INSIGHTS

Mastering The Logic of Sharia Principles in Futures and Forwards

A derivative is a financial instrument whose value is derived from an underlying asset or group of assets. They are a contract between two or more parties. The value of this contract depends on changes in the value of the asset that the derivative’s value is derived from. Derivatives enable parties to trade specific financial risks – such as interest rate risk, currency, equity and commodity price risk, and credit risk – to other entities who are more willing, or better suited, to take or manage these risks, typically, but not always, without trading in a primary asset or commodity. The risk embodied in a derivatives contract can be traded either by trading the contract itself, such as with options, or by creating a new contract which embodies risk characteristics that match, in a countervailing manner, those of the existing contract owned.

A forward contract is a private agreement between two parties giving the buyer an obligation to purchase an asset (and the seller an obligation to sell an asset) at a set price at a future point in time. The assets often traded in forward contracts include commodities like grain, precious metals, electricity, oil, beef, orange juice, and natural gas, but foreign currencies and financial instruments are also part of today’s forward markets.

Futures and forwards both allow people to buy or sell an asset at a specific time at a given price, but forward contracts are not standardised or traded on an exchange. They are private agreements with terms that may vary from contract to contract. Also, settlement occurs at the end of a forward contract. Futures contracts settle every day, meaning that both parties must have the money to ride the fluctuations in price over the life of the contract.

A futures contract is a bilateral contract in which two counterparties agree to buy/sell an underlying at a predetermined price at a specified date in the future. Futures are traded on organised markets (exchanges), so they are standardised contracts.

Since the futures prices are bound to change every day, the differences in prices are settled on daily basis from the margin. If the margin is used up, the contracting party has to replenish the margin back in the account. This process is called marking to market. Thus, on the day of delivery it is only the spot price that is used to decide the difference as all other differences had been previously settled. Futures can be used to hedge against risk or speculate the prices.

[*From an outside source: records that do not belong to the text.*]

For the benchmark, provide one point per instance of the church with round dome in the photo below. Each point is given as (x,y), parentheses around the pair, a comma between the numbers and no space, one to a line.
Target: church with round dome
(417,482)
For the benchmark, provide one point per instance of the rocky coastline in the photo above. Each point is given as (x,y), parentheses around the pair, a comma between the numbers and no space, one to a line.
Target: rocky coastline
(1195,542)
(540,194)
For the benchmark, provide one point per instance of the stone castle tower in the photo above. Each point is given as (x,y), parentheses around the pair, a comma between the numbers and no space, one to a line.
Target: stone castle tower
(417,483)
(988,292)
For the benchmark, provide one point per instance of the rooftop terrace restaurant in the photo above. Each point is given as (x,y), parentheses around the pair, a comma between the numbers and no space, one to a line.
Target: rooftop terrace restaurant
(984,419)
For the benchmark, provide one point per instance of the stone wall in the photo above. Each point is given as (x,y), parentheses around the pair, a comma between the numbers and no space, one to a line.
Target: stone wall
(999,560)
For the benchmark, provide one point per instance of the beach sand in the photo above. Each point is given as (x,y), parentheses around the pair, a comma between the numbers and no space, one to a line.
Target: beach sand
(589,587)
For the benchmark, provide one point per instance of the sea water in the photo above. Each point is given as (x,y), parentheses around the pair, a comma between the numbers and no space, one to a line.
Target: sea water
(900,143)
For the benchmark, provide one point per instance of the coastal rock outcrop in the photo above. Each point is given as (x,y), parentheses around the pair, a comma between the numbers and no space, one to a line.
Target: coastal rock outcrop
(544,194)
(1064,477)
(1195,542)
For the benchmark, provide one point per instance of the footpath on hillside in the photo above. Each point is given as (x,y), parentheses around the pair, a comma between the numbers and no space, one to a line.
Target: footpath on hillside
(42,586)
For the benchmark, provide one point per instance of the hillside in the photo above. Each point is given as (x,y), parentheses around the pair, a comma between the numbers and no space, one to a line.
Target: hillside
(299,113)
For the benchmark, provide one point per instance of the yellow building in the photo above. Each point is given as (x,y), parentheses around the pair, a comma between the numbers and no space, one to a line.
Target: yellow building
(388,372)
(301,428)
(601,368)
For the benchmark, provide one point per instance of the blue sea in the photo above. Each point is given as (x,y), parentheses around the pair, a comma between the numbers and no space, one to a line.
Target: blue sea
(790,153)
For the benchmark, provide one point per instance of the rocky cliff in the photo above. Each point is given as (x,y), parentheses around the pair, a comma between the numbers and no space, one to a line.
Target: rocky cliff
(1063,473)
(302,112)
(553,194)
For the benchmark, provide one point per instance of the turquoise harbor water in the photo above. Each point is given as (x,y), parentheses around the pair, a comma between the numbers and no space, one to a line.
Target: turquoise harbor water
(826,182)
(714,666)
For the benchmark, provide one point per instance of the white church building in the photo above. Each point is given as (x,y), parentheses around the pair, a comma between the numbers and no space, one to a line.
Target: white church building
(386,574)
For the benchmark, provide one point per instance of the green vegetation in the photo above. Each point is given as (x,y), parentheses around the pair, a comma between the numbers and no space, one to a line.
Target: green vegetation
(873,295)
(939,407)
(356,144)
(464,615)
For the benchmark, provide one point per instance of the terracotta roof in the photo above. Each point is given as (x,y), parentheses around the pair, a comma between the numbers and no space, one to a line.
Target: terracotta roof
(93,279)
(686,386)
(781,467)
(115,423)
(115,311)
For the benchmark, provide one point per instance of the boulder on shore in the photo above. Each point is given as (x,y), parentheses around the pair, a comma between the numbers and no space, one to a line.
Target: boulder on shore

In discussing why Shariah scholars object to Forwards and Futures contracts, the paper outlines the following:

  1. Trading before possession – Most buyers and sellers in futures and options transactions reverse out of their position before delivery or maturity. This means that physical delivery hardly ever takes place in futures and options; for example, 99% of all futures contracts are settled before maturity.
  2. The exchange of a debt for a debt also known as Bay’ al Dayn bil Dayn or Bay’ al-Kali bil Kali. The AAOIFI Shariah Standard No.10 on Salam states:

 

“Again, any delay in payment of the capital and dispersal of the parties renders the transaction a sale of debt for debt which is prohibited, and the scholars agreed on its prohibition. Ibn Rushd said: “As for sale of debt for debt, Muslim scholars are unanimous regarding its prohibition.”

This general prohibition has been prescribed to futures, where it is concluded that the sale of futures contracts, where the parties can offset their transactions by selling the ‘debts’ owed them to other parties before the delivery of the underlying asset, will amount to a sale of a debt and is therefore prohibited

The paper proposes some Shariah compliant contracts as alternatives to futures and forward contracts by proposing Bay’ Salam and the Wa’dan structure. Bay’ Salam is one potential contract. Bay’ Salam is a transaction where two parties agree to trade an underlying asset at a predetermined future date but at a price determined which is fully paid at the time of contracting. This is similar to a conventional forward contract however, the big difference is that in Bay’ Salam, the buyer pays the entire amount in full at the time the contract is initiated. Another potential Shariah compliant alternative to futures and forwards is a model using two independent unilateral promises (Wa’dan). Each promise is intended to be legally binding. If the parties use English law, each promise will be executed as deeds, making it legally enforceable. One party can make a unilateral promise to buy 10,000 bushels of soybean on x date at a forward price of $3.5/bushel if the price is less than $3.5/bushel. The seller can make a unilateral promise to sell 10,000 bushels of soybean on a specific date at a forward price of $3.5/bushel if the price is $3.5 or more. The concept and use of Wa’dan is still debated among Shariah scholars in the Islamic finance industry.